In viaggio con Kesher a Budapest / Le sinagoghe, dalla più piccola dell’Ungheria alla maestosa e celeberrima di via Dohány; il quartiere ebraico e il Memoriale della Shoah “Scarpe sul Danubio”; l’incontro con il rabbino della comunità Neolog. Ma anche il castello di Buda e il Palazzo Reale di Gödöllő. Tante le interessanti tappe di un tour che ha visto una partecipazione straordinaria, nel segno di un forte desiderio di aggregazione
e un rinnovato senso di appartenenza alla storia del popolo ebraico

 

 

Cara lettrice, caro lettore,

Budapest è chiamata notoriamente la Perla del Danubio, un vero e proprio scrigno pieno di storia e cultura, in cui la presenza ebraica ha avuto un ruolo di primo piano nei secoli. Vestigia di questo glorioso passato, le numerose sinagoghe ancora oggi visitabili, che i partecipanti all’ultimo viaggio organizzato da Kesher a maggio hanno potuto conoscere e ammirare, in una tre giorni tanto intensa quanto interessante (come del resto tutte le iniziative messe in piedi da Paola Boccia). Decimato dalla Shoah – centinaia di migliaia di persone sterminate in pochi mesi, più di 3000 fucilate e gettate nel Danubio, come testimonia il commovente Memoriale delle scarpe sulla riva del fiume – l’ebraismo ungherese ha saputo rinascere e rifiorire, e oggi continua a vivere in un clima di serenità e sicurezza.

Ed è proprio a questo viaggio organizzato all’interno della nostra Comunità che abbiamo voluto dedicare la copertina di questo numero, per sottolineare prima di tutto il dinamismo della nostra kehillà, che offre costantemente attività interessanti e di scoperta ai suoi iscritti, vicini e lontani. Ma anche per raccontare la storia e il presente ebraico di una capitale della nostra Europa, purtroppo oggi attraversata da un odio antiebraico che si sperava appartenere ai secoli passati.

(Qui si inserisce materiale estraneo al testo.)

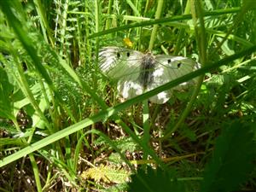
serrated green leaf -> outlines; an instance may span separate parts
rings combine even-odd
[[[252,127],[236,120],[224,128],[206,168],[201,192],[236,190],[247,180],[255,158]]]
[[[147,172],[139,169],[137,174],[131,175],[131,182],[128,183],[128,192],[186,191],[183,183],[173,179],[174,175],[173,171],[162,170],[159,167],[154,170],[148,166]]]

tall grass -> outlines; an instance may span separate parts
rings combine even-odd
[[[3,1],[0,190],[256,188],[252,1]],[[129,43],[127,43],[129,42]],[[202,67],[120,102],[99,49]],[[164,105],[148,99],[197,76]]]

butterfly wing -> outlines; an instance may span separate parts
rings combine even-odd
[[[156,55],[155,67],[153,73],[153,81],[147,87],[147,90],[166,84],[173,79],[182,77],[187,73],[199,68],[200,65],[194,60],[182,56]],[[195,79],[193,79],[195,81]],[[188,86],[191,82],[184,82],[172,90],[165,90],[158,95],[152,96],[149,100],[158,104],[165,103],[172,96],[172,90],[182,90]]]
[[[129,99],[143,92],[137,81],[144,54],[125,48],[105,47],[100,50],[99,67],[104,74],[118,79],[118,90]]]

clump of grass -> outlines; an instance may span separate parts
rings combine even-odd
[[[254,4],[164,3],[0,4],[2,190],[255,189]],[[97,68],[110,45],[203,67],[121,103]],[[148,103],[199,75],[195,90]]]

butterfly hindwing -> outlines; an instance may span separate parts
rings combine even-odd
[[[153,55],[119,47],[100,50],[100,68],[107,76],[118,79],[118,91],[125,99],[139,96],[200,67],[196,61],[182,56]],[[172,90],[152,97],[152,102],[162,104],[169,100],[173,90],[187,87],[195,81],[184,82]]]

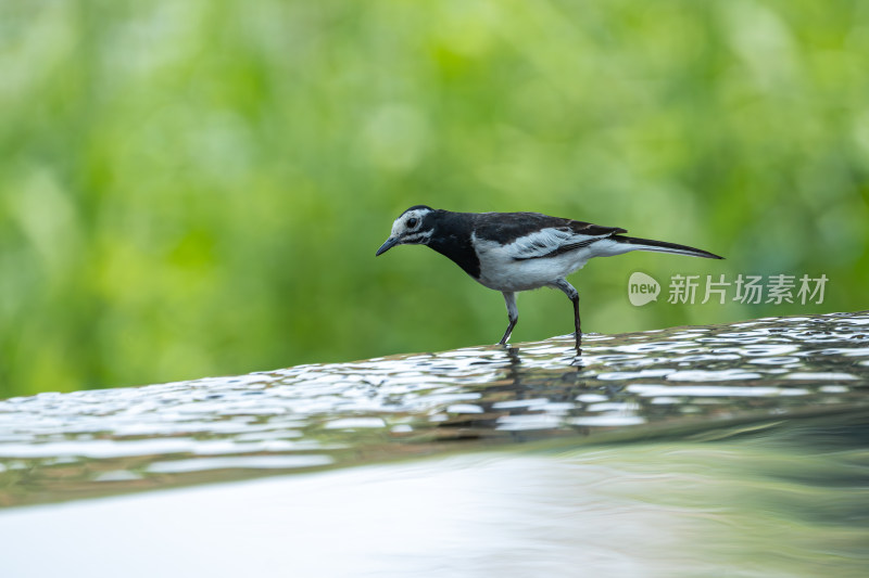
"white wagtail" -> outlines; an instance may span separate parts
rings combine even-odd
[[[582,269],[592,257],[654,251],[723,258],[685,245],[620,233],[627,231],[539,213],[452,213],[416,205],[395,219],[389,239],[376,255],[395,245],[428,245],[480,284],[500,291],[507,304],[509,324],[499,345],[507,343],[519,319],[516,292],[544,286],[561,290],[574,303],[579,351],[579,292],[565,278]]]

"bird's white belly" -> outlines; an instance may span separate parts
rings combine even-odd
[[[581,269],[588,260],[584,248],[555,257],[516,260],[513,252],[498,243],[478,243],[478,281],[496,291],[529,291],[543,287]]]

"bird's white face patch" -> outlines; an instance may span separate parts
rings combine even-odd
[[[401,244],[426,243],[431,239],[432,231],[423,230],[423,218],[431,213],[427,208],[408,210],[392,223],[390,239],[398,239]]]

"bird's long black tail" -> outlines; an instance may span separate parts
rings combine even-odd
[[[628,251],[654,251],[656,253],[672,253],[675,255],[690,255],[692,257],[705,257],[707,259],[723,259],[714,253],[703,251],[688,245],[667,243],[666,241],[654,241],[652,239],[637,239],[634,236],[613,235],[609,239],[622,245],[632,245]],[[626,247],[627,248],[627,247]]]

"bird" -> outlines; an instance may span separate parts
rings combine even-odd
[[[519,319],[517,293],[540,287],[562,291],[574,304],[576,350],[581,354],[579,292],[566,278],[589,259],[631,251],[723,258],[687,245],[627,236],[627,232],[540,213],[453,213],[414,205],[395,219],[375,256],[396,245],[428,245],[481,285],[500,291],[508,324],[499,345],[507,344]]]

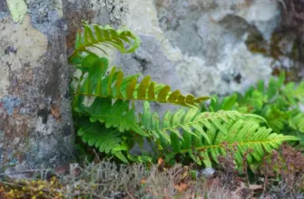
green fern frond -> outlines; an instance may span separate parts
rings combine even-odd
[[[170,86],[152,81],[150,76],[138,82],[139,75],[124,77],[123,72],[117,71],[115,67],[109,74],[105,74],[107,70],[108,61],[105,58],[96,58],[89,67],[88,75],[83,78],[83,83],[76,95],[122,100],[149,100],[186,107],[198,107],[209,99],[194,98],[192,95],[183,96],[180,90],[171,91]]]
[[[122,53],[133,52],[140,44],[140,39],[131,31],[114,30],[110,25],[89,24],[84,22],[83,33],[77,33],[75,50],[70,60],[82,52],[95,53],[100,51],[106,54],[104,47],[114,47]]]
[[[84,143],[90,147],[94,147],[100,152],[112,154],[124,163],[128,163],[127,158],[122,151],[126,151],[128,147],[123,145],[121,133],[117,128],[106,128],[99,122],[91,122],[88,118],[83,117],[78,124],[81,128],[77,134]]]
[[[272,133],[271,128],[260,127],[256,122],[260,117],[238,111],[200,113],[196,109],[180,109],[173,114],[167,112],[161,121],[157,114],[151,112],[149,103],[144,103],[143,109],[141,125],[161,139],[162,148],[172,146],[173,153],[169,157],[187,152],[196,163],[203,162],[207,166],[211,166],[211,160],[217,162],[218,156],[225,155],[224,142],[228,147],[237,146],[235,160],[240,165],[243,155],[250,148],[253,152],[248,155],[248,162],[259,162],[264,156],[264,149],[270,152],[283,141],[299,139]],[[196,153],[199,157],[195,156]]]
[[[301,133],[304,133],[304,113],[297,113],[289,118],[290,127]]]
[[[299,140],[298,137],[292,136],[284,136],[281,134],[272,133],[271,128],[260,127],[256,122],[248,122],[244,119],[239,119],[235,122],[224,124],[224,128],[229,129],[227,134],[221,132],[207,131],[207,135],[211,135],[214,138],[211,144],[201,142],[201,147],[189,148],[181,146],[181,153],[189,152],[191,156],[195,156],[195,151],[199,152],[199,156],[203,158],[202,162],[210,166],[211,160],[217,162],[219,156],[226,155],[226,147],[233,147],[236,146],[234,154],[235,161],[238,165],[241,165],[243,156],[250,149],[247,156],[249,163],[260,162],[266,153],[270,153],[273,149],[277,149],[284,141]],[[195,137],[194,137],[195,138]],[[227,143],[226,147],[223,143]],[[199,164],[201,164],[201,158],[194,158]]]
[[[175,113],[167,111],[161,120],[157,113],[152,113],[149,102],[143,104],[141,117],[142,127],[163,145],[172,146],[173,150],[180,150],[180,141],[191,147],[189,137],[196,137],[206,143],[212,143],[215,132],[227,133],[224,124],[243,117],[238,111],[219,111],[201,113],[198,109],[179,109]],[[209,132],[209,135],[207,133]]]

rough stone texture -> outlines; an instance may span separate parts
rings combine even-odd
[[[73,158],[66,24],[48,1],[27,5],[15,24],[1,3],[1,166],[50,166]]]
[[[283,14],[276,0],[25,2],[27,14],[15,24],[0,1],[1,166],[61,165],[73,158],[66,58],[82,20],[125,27],[141,36],[135,53],[112,57],[127,74],[152,75],[195,95],[241,91],[268,80],[278,66],[297,65],[296,72],[303,68],[303,39],[298,60],[292,55],[294,41],[303,35],[303,10],[287,17],[289,5]],[[289,27],[289,21],[295,22],[293,29],[301,28],[281,31],[276,39],[274,33],[282,24]]]

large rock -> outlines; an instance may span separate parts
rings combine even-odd
[[[66,24],[48,1],[37,2],[25,13],[23,1],[0,4],[1,166],[73,159]]]
[[[195,95],[224,95],[267,80],[272,65],[292,68],[286,54],[302,31],[273,39],[280,26],[279,2],[289,1],[0,1],[1,166],[73,159],[68,82],[74,71],[66,58],[82,20],[125,27],[141,36],[135,53],[113,53],[112,62],[127,74],[152,75]],[[298,14],[290,17],[302,20]],[[277,45],[283,52],[276,52]],[[298,57],[303,58],[302,52]]]

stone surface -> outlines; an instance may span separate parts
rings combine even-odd
[[[0,18],[0,166],[51,166],[74,156],[65,95],[66,24],[48,5],[48,1],[28,1],[20,23],[2,9],[7,14]]]
[[[112,53],[112,63],[184,93],[225,95],[268,80],[276,67],[295,69],[295,73],[303,68],[304,12],[286,15],[291,6],[287,3],[295,1],[24,2],[26,14],[0,1],[1,166],[33,167],[73,159],[68,81],[74,71],[66,58],[82,20],[138,33],[142,41],[138,51]],[[20,23],[13,22],[12,14]],[[281,27],[293,29],[277,33]],[[295,43],[299,50],[293,54]],[[153,108],[161,113],[172,109]]]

Lo sa bene la Gran Bretagna, negli ultimi mesi colpita quasi quotidianamente da attacchi antisemiti, tanto da spingere il premier Starmer a denunciare “una inaccettabile normalizzazione dell’antisemitismo”.

Eppure, chi meglio di noi ebrei sa cosa significa andare avanti, nonostante tutto? Rinascere, guardare al domani, fieri del proprio bagaglio identitario e culturale accumulato in secoli di storia, ma mai piagnucolosi e nostalgici, piuttosto determinati nel costruire ancora e ancora meglio?

È in questa chiave che deve essere visto il viaggio, raccontato nelle pagine comunitarie, di alcuni membri della comunità milanese al Cairo, città che contava un secolo fa circa 45.000 ebrei, e dove oggi si contano sulle dita di una sola mano. Qui tre famiglie milanesi di origine egiziana hanno svolto una funzione religiosa con tanto di minian nella sinagoga dove i loro genitori e nonni avevano celebrato Bar Mitzvà e matrimoni nei secoli passati. Un tuffo nella storia delle loro famiglie, un toccare con mano e vedere con i propri occhi i luoghi dove affondano le proprie radici, da cui ha inevitabilmente origine quello che si è oggi e si diventerà domani.

Certo, guardare con apprensione quello che accade intorno a noi è normale e legittimo. Ma non deve essere una trappola. Bisogna invece guardare avanti con orgoglio e determinazione. Come spiegava di recente un’amica alla festa di matrimonio della figlia, la parola figli in ebraico – banim – ha la stessa radice della parola costruire – bonim. Le generazioni che vengono sono quelle che costruiranno cose nuove e migliori. Lo è stato qui in Italia dopo il fascismo e la guerra, lo è stato a Budapest, come hanno avuto modo di vedere i partecipanti al viaggio di Kesher, lo è stato qui a Milano, dove persone sopravvissute alla Shoah o cacciate da tutti i Paesi arabi, hanno saputo ricostruirsi una vita dal nulla, attraversando le difficoltà con tenacia, onorando la propria identità e il proprio bagaglio famigliare, ma sperando in un futuro sempre migliore. In ebraico e in un’Israele purtroppo ferita da decenni in guerra, una delle frasi che si sente dire spesso è “ihie beseder”, andrà bene. Certo, andrà bene, andrà meglio. Deve sempre andare meglio. E noi ce la metteremo sempre tutta perché sia così.